The NBPA informed the league’s certified agents Monday that the player’s union will begin to “strictly enforce” a rule prohibiting agents from representing both an NBA player and a coach or front office executive, SI.com learned through an NBPA memo. A six-month grace period will be provided—ending on Aug. 22—to allow agents to transition clients to other representatives.
Different agents at the same agency will be allowed to separately represent a player and a coach or front office executive, however, creating a "Chinese wall" that may prevent any strict enforcement from truly occurring.
The NBPA Executive Committee voted on the matter during a Feb. 12 meeting at All-Star Weekend in Toronto. On hand for the vote were NBPA President Chris Paul, LeBron James, Stephen Curry, Carmelo Anthony and others.
The memo also addressed several changes to the NBPA agent regulations and agent dues that were determined at the 2016 NBPA player representative meeting in Toronto.
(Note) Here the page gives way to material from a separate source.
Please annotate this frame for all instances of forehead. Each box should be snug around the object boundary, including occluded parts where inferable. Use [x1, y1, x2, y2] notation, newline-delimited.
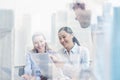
[33, 35, 45, 41]
[58, 31, 69, 37]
Among those changes were details about the NBPA's plan to introduce a tiered system for annual agent dues beginning with the 2016–17 season. Agents that represent 0–9 players will be required to pay $2,500 in annual dues, agents that represent 10–19 player will be required to pay $5,000 in annual dues and agents that represent 20 players or more will be required to pay $7,500 in annual dues. Previously, all agents were only required to pay a $1,500 annual due, according to multiple player representatives.
Agents will also now be required to disclose any involvement of paid personnel or recruiters that help sign players to their respective agencies. Additionally, agents will be required to disclose whether they refer players to financial advisors and explain the process for the selecting the advisor as well. The memo states monetary fines, up to a maximum of $100,000, will be part of the potential penalties for agents who fail to comply with the new NBPA agent regulations and agent dues. Penalties will include fines, “public reprimand,” suspension and decertification.
According to the memo, agents will now be required to pass a written exam covering the NBA's collective bargaining agreement in order to earn certification.